Washington, DC — Low-dose electron beam carcass irradiation can be an important processing aid to enhance beef safety, American Meat Institute (AMI) Foundation President Randy Huffman, Ph.D., told a U.S. Department of Agriculture (USDA) public meeting to solicit opinion on an AMI petition to allow the technology in beef plants.

Electron-beam irradiation uses electricity (not radioactive isotopes) to destroy bacteria. AMI's petition seeks approval for use of the technology on the carcass surface only. The energy would not penetrate beyond one-fourth of an inch.
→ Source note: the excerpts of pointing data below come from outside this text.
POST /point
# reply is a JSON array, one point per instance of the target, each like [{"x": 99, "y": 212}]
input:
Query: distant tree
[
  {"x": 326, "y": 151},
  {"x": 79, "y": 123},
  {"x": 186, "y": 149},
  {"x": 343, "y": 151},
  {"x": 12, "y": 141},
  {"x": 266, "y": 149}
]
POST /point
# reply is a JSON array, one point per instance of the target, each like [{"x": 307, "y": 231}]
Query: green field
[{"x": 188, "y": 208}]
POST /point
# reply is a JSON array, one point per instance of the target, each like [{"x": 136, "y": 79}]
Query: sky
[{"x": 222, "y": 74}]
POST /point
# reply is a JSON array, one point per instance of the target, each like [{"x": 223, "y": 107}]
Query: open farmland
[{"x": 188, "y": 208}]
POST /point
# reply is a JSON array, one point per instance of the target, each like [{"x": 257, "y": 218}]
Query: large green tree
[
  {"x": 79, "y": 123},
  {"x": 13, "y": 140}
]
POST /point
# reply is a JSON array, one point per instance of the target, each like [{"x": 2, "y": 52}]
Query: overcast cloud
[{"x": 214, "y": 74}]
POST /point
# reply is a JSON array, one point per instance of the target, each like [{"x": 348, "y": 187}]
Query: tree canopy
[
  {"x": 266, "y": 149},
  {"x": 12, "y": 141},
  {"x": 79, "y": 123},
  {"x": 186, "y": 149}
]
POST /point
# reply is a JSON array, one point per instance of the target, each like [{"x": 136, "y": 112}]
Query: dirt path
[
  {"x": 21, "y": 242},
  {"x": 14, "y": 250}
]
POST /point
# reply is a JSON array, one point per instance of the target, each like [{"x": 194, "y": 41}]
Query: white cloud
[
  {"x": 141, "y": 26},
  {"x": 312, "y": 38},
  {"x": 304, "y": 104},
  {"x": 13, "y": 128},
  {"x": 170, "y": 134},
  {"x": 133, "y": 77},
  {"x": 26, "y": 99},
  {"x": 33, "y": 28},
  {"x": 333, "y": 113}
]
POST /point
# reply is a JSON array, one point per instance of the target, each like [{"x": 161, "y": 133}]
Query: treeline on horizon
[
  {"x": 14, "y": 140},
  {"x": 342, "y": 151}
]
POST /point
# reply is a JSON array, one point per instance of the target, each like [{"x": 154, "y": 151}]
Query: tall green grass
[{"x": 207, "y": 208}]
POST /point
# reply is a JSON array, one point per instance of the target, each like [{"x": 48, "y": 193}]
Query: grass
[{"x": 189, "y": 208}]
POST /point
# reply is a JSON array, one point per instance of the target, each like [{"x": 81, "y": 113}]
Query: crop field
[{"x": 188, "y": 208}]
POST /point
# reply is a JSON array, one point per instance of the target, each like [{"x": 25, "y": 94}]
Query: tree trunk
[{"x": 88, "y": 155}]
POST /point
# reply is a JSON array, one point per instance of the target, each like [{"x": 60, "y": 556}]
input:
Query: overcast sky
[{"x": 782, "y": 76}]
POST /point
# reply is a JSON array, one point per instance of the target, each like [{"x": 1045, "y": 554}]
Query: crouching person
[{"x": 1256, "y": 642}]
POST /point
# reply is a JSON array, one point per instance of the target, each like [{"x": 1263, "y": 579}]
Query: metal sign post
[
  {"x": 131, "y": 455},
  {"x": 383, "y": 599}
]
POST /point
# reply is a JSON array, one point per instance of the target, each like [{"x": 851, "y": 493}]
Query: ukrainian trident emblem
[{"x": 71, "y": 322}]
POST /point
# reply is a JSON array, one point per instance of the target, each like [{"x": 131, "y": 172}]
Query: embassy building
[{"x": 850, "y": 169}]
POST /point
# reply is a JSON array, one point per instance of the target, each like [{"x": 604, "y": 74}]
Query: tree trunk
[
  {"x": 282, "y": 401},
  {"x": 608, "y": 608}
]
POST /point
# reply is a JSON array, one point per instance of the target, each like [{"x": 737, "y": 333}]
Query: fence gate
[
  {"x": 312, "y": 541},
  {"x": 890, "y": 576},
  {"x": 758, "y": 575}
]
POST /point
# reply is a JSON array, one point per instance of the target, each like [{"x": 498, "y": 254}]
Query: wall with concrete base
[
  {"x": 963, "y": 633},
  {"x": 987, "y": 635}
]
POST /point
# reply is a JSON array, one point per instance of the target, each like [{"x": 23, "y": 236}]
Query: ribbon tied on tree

Huffman told USDA officials that the data clearly show that it could be remarkably effective in destroying bacteria on the carcass surface, and added that in no case has Food Safety Inspection Service (FSIS) ever required the labeling of the ingredient merely because of its antimicrobial properties at time of treatment. He stressed that the petition demonstrates the process has no significant effect on the smell, taste, appearance, shelf life or nutritional properties of the carcass or products derived from there. "We submit it would be misleading to mandate the labeling of the process or any beef derived from the carcass since those products would evidence no characteristics of irradiated products," he told the public meeting.

"AMI agrees with the position of the Food Safety and Inspection Service (FSIS) that low dose, low-penetration electron beam (e-beam) applied to the surface of chilled beef carcasses."